Contactée, l’OACI répond par une sorte de «Circulez, il n’y a rien à voir!»: «Les experts de l’OACI et de l’ISO ont examiné de manière approfondie ces recherches et leur analyse initiale est qu’elles ne sont pas liées aux spécifications du Doc 9303 dans leur version actuelle», expliquent dans deux e-mails successifs les deux directeurs de la communication de l’organisation, Anthony Philbin et William Raillant-Clark.
En Europe, une telle atteinte à la sécurité enfreint probablement les exigences du cadre de protection des données de l’UE. Les gouvernements ont la responsabilité de protéger la vie privée des particuliers et de veiller à ce que les documents officiels soient à l’épreuve des balles contre de telles attaques.
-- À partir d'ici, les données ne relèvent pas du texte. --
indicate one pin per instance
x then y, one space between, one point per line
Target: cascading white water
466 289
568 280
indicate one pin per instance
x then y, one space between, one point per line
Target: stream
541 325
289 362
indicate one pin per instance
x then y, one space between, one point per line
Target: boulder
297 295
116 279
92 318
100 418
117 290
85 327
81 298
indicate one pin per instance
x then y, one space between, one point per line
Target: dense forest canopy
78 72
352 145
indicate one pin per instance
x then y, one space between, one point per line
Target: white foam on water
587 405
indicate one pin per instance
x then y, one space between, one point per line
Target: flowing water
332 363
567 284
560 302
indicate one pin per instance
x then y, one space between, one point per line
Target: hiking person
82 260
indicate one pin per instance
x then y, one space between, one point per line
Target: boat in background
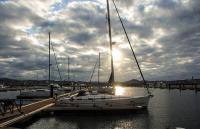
96 101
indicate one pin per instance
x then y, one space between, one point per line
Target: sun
116 55
61 49
119 90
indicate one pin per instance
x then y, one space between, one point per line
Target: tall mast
111 80
49 58
99 69
51 87
68 68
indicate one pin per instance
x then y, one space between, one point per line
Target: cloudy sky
165 35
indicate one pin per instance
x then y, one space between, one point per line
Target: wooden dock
29 110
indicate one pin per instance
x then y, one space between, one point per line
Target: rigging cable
56 62
131 48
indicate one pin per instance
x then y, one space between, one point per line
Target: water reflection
166 109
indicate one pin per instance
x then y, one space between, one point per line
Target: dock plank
30 109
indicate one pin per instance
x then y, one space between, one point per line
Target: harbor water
168 108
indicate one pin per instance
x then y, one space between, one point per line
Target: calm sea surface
166 109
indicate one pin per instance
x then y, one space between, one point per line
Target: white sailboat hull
108 102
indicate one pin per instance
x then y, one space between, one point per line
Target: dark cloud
166 39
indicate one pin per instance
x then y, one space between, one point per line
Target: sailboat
87 101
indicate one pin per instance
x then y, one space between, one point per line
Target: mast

«C’est particulièrement le cas étant donné que les dernières spécifications du Doc 9303 incorporent le protocole PACE, considéré comme une alternative plus sécurisée au protocole BAC», disent les deux porte-parole. Ce que contestent les trois chercheurs du Luxembourg, pour qui ce problème n’a pas été résolu. Selon eux, l’OACI devrait au minimum demander aux fabricants de lecteurs de puces RFID de modifier leurs appareils pour éviter cette fuite potentielle de données.
«Comme la plupart des passeports utilisent aujourd’hui les mêmes normes, cette faille de sécurité a potentiellement un impact mondial», poursuit le Dr Horne. «En Europe, une telle atteinte à la sécurité enfreint probablement les exigences du cadre de protection des données de l’UE. Les gouvernements ont la responsabilité de protéger la vie privée des particuliers et de veiller à ce que les documents officiels soient à l’épreuve des balles contre de telles attaques.»
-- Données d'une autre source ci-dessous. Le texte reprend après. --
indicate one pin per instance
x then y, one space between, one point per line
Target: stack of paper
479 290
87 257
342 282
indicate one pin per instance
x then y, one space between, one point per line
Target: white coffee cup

À l’heure où nous rédigions cet article, le ministère de l’Intérieur nous avait renvoyés vers «le Centre des technologies de l’information de l’État, responsable en la matière,» pour de plus amples informations. Le ministère des Affaires étrangères, responsable des passeports, ne nous avait pas répondu, pas plus que la Commission nationale pour la protection des données.
Tous n’ont découvert ce problème que mercredi. Dans la presse.